OS substitution affected the dispersed molecular density (ρ) of glucan molecules (Table 1). The ρ value was reduced from 1095 g/mol·nm³for native PG to 1036 and 824 g/mol·nm³for PG-OS with DS 0.0146 and 0.0475, respectively. Apparently, an increased DS led to reduced density, which is attributed to the slightly increased R_z. For WCS, the ρ value was substantially reduced from 127 g/mol·nm³for native WCS to 56 and 48 g/mol·nm³for WCS-OS with DS 0.0152 and 0.0482, respectively. Evidently, OS substitution increased the difference of molecular density between PG and WCS. The ρ ratio between PG and WCS was increased from 8.6 for native glucans to 18.5 and 17.2 for DS around 0.015 and 0.048, respectively.
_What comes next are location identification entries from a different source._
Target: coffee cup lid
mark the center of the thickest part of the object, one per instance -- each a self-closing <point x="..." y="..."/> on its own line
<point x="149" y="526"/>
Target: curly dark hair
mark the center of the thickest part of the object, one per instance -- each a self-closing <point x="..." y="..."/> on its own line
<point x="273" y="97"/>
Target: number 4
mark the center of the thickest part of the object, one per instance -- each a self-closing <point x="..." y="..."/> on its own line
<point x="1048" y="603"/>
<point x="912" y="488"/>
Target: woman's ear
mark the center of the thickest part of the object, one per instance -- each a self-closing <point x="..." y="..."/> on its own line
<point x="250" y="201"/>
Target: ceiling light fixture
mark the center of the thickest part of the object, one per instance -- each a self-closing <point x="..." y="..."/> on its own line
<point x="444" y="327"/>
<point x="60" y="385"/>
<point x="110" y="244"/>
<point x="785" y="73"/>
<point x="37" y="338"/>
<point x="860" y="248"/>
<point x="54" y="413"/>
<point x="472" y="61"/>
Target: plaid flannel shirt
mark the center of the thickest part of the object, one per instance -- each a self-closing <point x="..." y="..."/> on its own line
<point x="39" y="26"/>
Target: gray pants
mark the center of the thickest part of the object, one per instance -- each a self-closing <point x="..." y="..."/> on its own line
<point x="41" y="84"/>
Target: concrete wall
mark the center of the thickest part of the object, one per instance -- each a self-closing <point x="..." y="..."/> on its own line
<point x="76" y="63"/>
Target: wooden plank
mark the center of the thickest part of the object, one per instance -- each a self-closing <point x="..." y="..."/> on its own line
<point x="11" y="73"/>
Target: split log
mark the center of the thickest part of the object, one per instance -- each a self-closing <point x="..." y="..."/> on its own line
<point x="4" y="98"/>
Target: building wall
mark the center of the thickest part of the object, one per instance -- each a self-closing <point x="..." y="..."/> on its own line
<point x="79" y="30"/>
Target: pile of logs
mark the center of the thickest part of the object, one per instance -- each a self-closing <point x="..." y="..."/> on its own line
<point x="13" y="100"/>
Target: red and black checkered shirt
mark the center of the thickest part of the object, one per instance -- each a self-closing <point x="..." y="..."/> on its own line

Zeta-potential values of PG, WCS, PG-OS, and WCS-OS are shown in Table 1. Higher DS led to higher zeta-potential, suggesting that higher amount of OS groups resulted in higher surface charge density. At equivalent DS, zeta-potential of PG-OS was slightly higher than that of WCS-OS, which might be related to the difference of surface morphology or charge distribution. More studies remain to be conducted to address this issue.
Lipid Oxidation of Emulsions without EPL
Hydroperoxide value reflects the formation of intermediate compounds of lipid oxidation. As shown in FIG. 3A, the accumulation of lipid hydroperoxide was increased during storage regardless of the use of emulsifiers. The highest values for individual emulsifiers were similar (600-700 mmol/kg oil) and were reached after the fourth day of storage at 55° C. However, the initial hydroperoxide accumulation showed large differences among various emulsifiers, with the emulsion formed by PG-OS (DS 0.0146) having the lowest value before the fourth day, and in particular, before the second day. However, for the emulsion formed using PG-OS (DS 0.0475), hydroperoxide accumulation was much higher in the first 3 days, suggesting that an enhanced DS did not lead to reduced formation of hydroperoxide. Emulsions formed using WCS-OS had higher accumulation of hydroperoxide during the first four days than those using PG-OS. In addition, higher DS for WCS-OS led to slightly lower hydroperoxide at the early stages. In general, PG-OS materials were superior to WCS-OS in retarding the formation of hydroperoxide. Meanwhile, it is shown that the effect of TWEEN 20 ranged between those of two PG-OS materials and was inferior to PG-OS (DS 0.0146) all through the storage period.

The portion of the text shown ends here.